Des ressorts de suspension en composite bientôt sur des modèles Renault

Le programme ALMA (Architecture for Low Mass and Aerodynamic drag) du PREDIT a pour objectif de réduire les émissions de CO2 d’un véhicule de type Renault Mégane à motorisation essence à hauteur de 80 g/km sur le cycle NEDC. Ce projet qui s’étale sur la période juillet 2012-juillet 2013 n’a au final porté que sur l’allègement. Il est coordonné par RENAULT et a été associé à plusieurs partenaires: ARCELORMITTAL, PLASTIC OMNIUM, FAURECIA, MECACORP (MECAPLAST Group), S.ARA COMPOSITE, L&L Products Europe, PROMOLD, LMT Cachan.

L’objectif cible de la réduction de la masse de la voiture a été défini à 120 kg en travaillant un très grand nombre de périmètres tant dans le compartiment moteur, les liaisons au sol et les équipements intérieurs et extérieurs. Les travaux sur l’allègement reposent sur 3 principes : la reconception complète de systèmes, la substitution de matériaux et l’intégration de fonctions. L’allègement met en route une spirale vertueuse : un gain de 10 kg réduit les émissions de CO2 d’environ 1 g/km ; un gain d’environ 40 kg permet d’allonger les rapports de transmission et ainsi d’utiliser le moteur dans une zone de meilleur rendement ; un allègement dans un périmètre donne la possibilité de réduire la masse d’autres périmètres comme la suspension ou le châssis ; un gain de 100 kg permet de gagner une classe d’inertie lors de l’homologation ; etc.

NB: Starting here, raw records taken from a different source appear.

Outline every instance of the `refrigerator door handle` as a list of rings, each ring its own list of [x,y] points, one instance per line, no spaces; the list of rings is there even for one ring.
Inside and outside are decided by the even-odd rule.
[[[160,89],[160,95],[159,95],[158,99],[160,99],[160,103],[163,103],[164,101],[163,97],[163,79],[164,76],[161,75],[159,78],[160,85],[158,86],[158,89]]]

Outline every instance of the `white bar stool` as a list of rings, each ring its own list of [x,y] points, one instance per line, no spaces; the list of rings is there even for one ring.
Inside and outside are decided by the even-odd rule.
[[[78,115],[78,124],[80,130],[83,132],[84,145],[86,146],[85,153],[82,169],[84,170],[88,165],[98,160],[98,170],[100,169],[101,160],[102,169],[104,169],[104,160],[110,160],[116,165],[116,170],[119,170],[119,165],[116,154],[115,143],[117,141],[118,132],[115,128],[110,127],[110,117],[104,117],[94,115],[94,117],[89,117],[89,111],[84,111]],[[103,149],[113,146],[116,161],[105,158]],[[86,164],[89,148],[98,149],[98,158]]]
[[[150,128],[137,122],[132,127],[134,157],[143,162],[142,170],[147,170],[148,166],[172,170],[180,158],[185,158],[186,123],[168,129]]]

Le projet se doit d’être pragmatique, il vise donc des solutions qui seront compatibles avec les contraintes de coût et d’industrialisation à moyen terme pour une production rapide et à grande échelle. La fibre de carbone a par exemple été rayée des solutions. Jean-Louis Léonard, président du PREDIT, précise : « Si nous prenons comme référence qu’une voiture de 1’500 kg coûte 15'000 € ttc, nous sommes à 10 € / kg, très loin des coûts de la fibre de carbone ». Le coût final de ce matériau, qui entre petit à petit dans la fabrication de véhicules très haut de gamme, est estimé entre 70 et 150 €/kg ttc et les moyens de production à grand volume ne sont pas encore en place. Des études sur la fibre de carbone sont en cours dans le cadre d’autres projets.

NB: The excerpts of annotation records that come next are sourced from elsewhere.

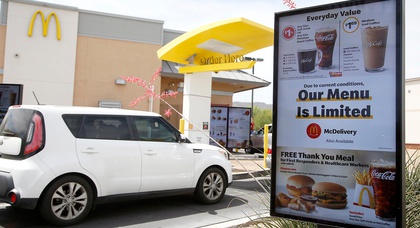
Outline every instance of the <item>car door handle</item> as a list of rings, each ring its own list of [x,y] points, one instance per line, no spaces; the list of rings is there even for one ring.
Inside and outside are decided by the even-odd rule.
[[[99,153],[99,151],[97,151],[93,147],[87,147],[87,148],[85,148],[85,149],[82,150],[82,153],[86,153],[86,154],[97,154],[97,153]]]

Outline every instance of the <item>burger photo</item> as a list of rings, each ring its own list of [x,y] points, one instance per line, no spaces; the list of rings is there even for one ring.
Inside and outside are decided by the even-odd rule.
[[[337,183],[316,183],[312,186],[312,196],[318,198],[316,206],[341,209],[347,205],[347,189]]]
[[[305,175],[294,175],[287,179],[287,192],[291,196],[311,195],[315,181]]]

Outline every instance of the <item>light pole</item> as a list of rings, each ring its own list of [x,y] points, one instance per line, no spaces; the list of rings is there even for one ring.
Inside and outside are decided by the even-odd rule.
[[[256,62],[264,61],[263,58],[253,58],[253,57],[245,57],[244,59],[247,61],[256,61]],[[252,66],[252,76],[254,76],[254,66]],[[254,117],[254,89],[251,90],[251,117]]]

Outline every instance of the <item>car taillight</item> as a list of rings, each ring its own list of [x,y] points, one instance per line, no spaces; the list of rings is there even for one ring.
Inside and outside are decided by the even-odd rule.
[[[24,155],[37,152],[43,146],[43,124],[42,118],[38,114],[34,114],[32,122],[29,124],[28,136],[26,138],[26,147]]]
[[[16,201],[17,201],[17,196],[16,196],[16,194],[15,193],[10,193],[9,194],[9,200],[10,200],[10,203],[12,203],[12,204],[14,204],[14,203],[16,203]]]

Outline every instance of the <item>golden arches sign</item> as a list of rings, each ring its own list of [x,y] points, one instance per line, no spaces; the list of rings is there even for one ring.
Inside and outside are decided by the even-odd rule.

Les gains pour une production à grande échelle et coûts maîtrisés se trouvent en fait dans l’addition d’une multitude de solutions. Par exemple, la plaque acier assurant le bossage anti-sous-marinage de la banquette arrière a été remplacée par une mousse rigide. Il y a également de nombreuses possibilités sur les insonorisants. Mais la solution la plus innovante est probablement le remplacement des ressorts hélicoïdaux des suspensions avant en acier par d’autre en résine composite. Cette solution a été approuvée et devrait voir prochainement quelques applications dans la gamme Renault. Audi a également annoncé l’emploi de ressorts composite, mais sur la R8, donc pour un très petit volume. Rappelons que Renault a déjà commercialisé dans le passé un ressort composite sur le train arrière du Trafic, mais en forme de lame.